WRITE about your favourite player. That should be easy enough, right?

And yet, it’s not. Not for me, anyway. Because there have been ages and stages.

Go all the way back, to way back when, and the kid with a big barnet and short trousers was starry-eyed about Kenny Dalglish. To me, then, he was a bonafide superhero. I don’t mean I compared him to one. I don’t mean he was like one. I mean, he *was* one. Footie’s Clark Kent. Liverpool’s Peter Parker.

The goals, the smiles, the arms stretched wide, that iconic goal at Stamford Bridge. He even had his own cartoon strip in one of the footie magazines. Everyone loved Kenny Dalglish. Or so I thought.

Imagine being the manager of Liverpool FC at 34, still playing, still scoring, while also shouldering the responsibility of being the figurehead for a club as big as this. Dalglish’s reaction to that incomprehensible challenge was to win The Double – and to score the goal that clinched the title to boot.

With everything Dalglish did for Liverpool before and after, and still does – Kenny will always be a hero to me and many more. But now, all these years on, favourite player?

This is where it becomes difficult. My time doting on Dalglish was from afar. He was on the telly, in books and magazines, in The Echo, on a much-played VHS tape – Portrait Of A Natural Footballer.

I’ve since been fortunate enough to meet him. He was warm, friendly, and he still has an aura – a greatness. It’s Kenny Dalglish! The fella with a stand named after him.

But I felt like I missed out, not seeing him in the flesh, at his best. Not being at those packed ends for those special moments.

John Barnes is another. He is hands down one of the most skilful players I’ve ever seen. His balance, his strength, his abilities, his nous, his aerial power. He was magnificent. And I was obsessed with John Barnes.

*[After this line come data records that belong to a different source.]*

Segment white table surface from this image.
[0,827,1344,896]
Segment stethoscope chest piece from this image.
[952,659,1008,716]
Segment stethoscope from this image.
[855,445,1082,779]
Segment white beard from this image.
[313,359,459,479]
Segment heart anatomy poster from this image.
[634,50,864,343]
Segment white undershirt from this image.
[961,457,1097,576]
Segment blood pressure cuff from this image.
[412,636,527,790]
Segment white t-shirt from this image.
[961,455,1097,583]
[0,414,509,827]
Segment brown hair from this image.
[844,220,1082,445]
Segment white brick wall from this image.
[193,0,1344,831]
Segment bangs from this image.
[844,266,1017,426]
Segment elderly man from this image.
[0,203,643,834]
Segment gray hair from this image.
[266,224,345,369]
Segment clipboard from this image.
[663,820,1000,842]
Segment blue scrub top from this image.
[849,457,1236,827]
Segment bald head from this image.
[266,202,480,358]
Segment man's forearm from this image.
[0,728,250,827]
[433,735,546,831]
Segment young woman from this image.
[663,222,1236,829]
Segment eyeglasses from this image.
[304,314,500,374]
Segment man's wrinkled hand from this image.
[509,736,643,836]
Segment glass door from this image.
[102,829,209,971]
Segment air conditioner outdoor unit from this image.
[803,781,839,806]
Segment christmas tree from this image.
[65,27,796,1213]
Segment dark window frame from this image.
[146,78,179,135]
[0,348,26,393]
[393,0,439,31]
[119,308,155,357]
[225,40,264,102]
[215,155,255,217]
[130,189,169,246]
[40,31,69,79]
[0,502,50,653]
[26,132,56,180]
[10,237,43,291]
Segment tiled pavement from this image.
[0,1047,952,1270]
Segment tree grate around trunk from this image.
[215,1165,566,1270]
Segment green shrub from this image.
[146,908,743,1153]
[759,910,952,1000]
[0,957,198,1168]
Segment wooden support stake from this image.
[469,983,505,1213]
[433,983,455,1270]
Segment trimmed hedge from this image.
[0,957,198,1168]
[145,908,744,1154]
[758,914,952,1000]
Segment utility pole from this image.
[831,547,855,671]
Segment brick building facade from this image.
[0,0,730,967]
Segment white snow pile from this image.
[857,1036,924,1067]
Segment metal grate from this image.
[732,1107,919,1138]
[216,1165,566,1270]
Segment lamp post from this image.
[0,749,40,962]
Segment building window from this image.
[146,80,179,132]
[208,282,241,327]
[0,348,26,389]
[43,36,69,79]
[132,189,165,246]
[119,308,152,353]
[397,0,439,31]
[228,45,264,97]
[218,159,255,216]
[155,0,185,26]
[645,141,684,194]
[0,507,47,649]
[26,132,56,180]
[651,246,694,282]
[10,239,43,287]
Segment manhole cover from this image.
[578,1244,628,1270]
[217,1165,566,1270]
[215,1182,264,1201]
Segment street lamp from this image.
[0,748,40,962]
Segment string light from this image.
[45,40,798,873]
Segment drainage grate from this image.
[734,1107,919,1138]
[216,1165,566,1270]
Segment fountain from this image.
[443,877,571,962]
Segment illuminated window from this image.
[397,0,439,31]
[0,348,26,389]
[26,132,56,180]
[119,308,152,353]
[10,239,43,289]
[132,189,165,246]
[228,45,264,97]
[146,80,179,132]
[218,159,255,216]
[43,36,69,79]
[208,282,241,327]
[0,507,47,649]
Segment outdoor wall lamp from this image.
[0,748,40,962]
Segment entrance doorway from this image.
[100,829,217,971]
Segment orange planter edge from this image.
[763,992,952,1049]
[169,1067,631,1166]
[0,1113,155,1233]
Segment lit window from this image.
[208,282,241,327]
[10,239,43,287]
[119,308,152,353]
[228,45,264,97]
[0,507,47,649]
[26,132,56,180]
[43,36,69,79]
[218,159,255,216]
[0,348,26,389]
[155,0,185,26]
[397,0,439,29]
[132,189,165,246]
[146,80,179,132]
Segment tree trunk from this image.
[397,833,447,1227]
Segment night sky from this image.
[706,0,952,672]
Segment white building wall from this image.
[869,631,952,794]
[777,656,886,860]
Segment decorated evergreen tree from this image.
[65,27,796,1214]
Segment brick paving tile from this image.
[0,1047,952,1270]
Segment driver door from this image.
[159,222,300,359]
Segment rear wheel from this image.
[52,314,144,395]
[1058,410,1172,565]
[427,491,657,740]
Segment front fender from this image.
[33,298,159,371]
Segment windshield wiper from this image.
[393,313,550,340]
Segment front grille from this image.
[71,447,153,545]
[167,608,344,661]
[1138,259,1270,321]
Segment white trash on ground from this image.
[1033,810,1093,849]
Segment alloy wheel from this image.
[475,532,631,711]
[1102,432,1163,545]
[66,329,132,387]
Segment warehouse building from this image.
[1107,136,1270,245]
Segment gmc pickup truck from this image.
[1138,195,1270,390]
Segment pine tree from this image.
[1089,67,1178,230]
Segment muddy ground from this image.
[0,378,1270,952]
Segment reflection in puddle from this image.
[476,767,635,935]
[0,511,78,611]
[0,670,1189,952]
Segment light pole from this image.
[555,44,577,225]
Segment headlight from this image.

I’m still trotting out the commentaries all these years on.

“Oh my word, what can you do about that?”

I met Barnes once at a sports shop on Bold Street and he signed a poster of him wearing Diadora boots for me. Apart from (eventually) saying my name I didn’t utter a word. I was the definition of star-struck teenager.

Barnes was at a better age for me to share his magical moments with mates. It’s why the commentaries have stuck. We still talk about his great goals, and array of goals, for Liverpool. We always will. Impossible headers, inch-perfect – and nonchalantly delivered – freekicks, mazy dribbles, goals from distance, curlers into the top corner, an overhead kick.

There’s also the education Barnes brought to an Anfield crowd that once regularly spewed out racism. It shouldn’t have mattered that Barnes was black. But it did. And having a black hero helped me, a white lad from a 99 per cent white area, understand that experiences in life aren’t uniform.

That Barnes shrugged off racist abuse and even backheeled away a banana made me love him all the more. He was steely strong, physically and mentally. A winner. Tough. And he was ours.

For years, Barnes was my undisputed ‘favourite player’. And for all those good times I don’t love him any less now.

It’s just that another player came along. One I watched from the very start to the very end. And – as daft as it may sound – it felt like I lived it all with him.

Steven Gerrard was talked about in Huyton long before he was talked about anywhere else. It was generally known who the good players from the area were, and his name was always bandied about when that topic came up.

He was in the same class at school as my mate’s brother. He lived on the estate where I delivered the papers. And his dad drank in the pub where my parents met.

So to see that lad, the lad who bossed it for St Michael’s school, Cardinal Heenan and Whiston Juniors, don a shirt that looked miles too big for him and become a Liverpool first-team player was something special.

A lad from the local area playing for his local club, the club he supported, always has that extra layer of romance, a touch of the Roy of the Rovers, but when he’s walked the same streets, drank in the same pubs, it’s another level.

I was fortunate enough to be there every step of the way, from watching a shy scally grow into his abilities to watching a world-class player that could win a game on his own.

Clearing the ball off the line in the Derby. That Anfield goal against Sheffield Wednesday. Dortmund. Cardiff. Wembley. Olympiakos. Istanbul. Take your pick.

Gerrard poured everything he had into being a Liverpool player. It meant everything to him like it means everything to us.

As well as a showreel of incredible moments, blockbuster goals, juddering tackles, Gerrard offered a connection. Football has come so far from the days of my Anfield debut as a supporter that sometimes it can feel too Hollywood, too detached, too manufactured.

So to have a captain with a Scouse accent, running till he was empty, giving his all, and being able to stand aside the world’s best while wearing the red of Liverpool. What can be better than that?

It was a fairytale. And one I felt like I featured in. And that’s why Steven Gerrard is my favourite player.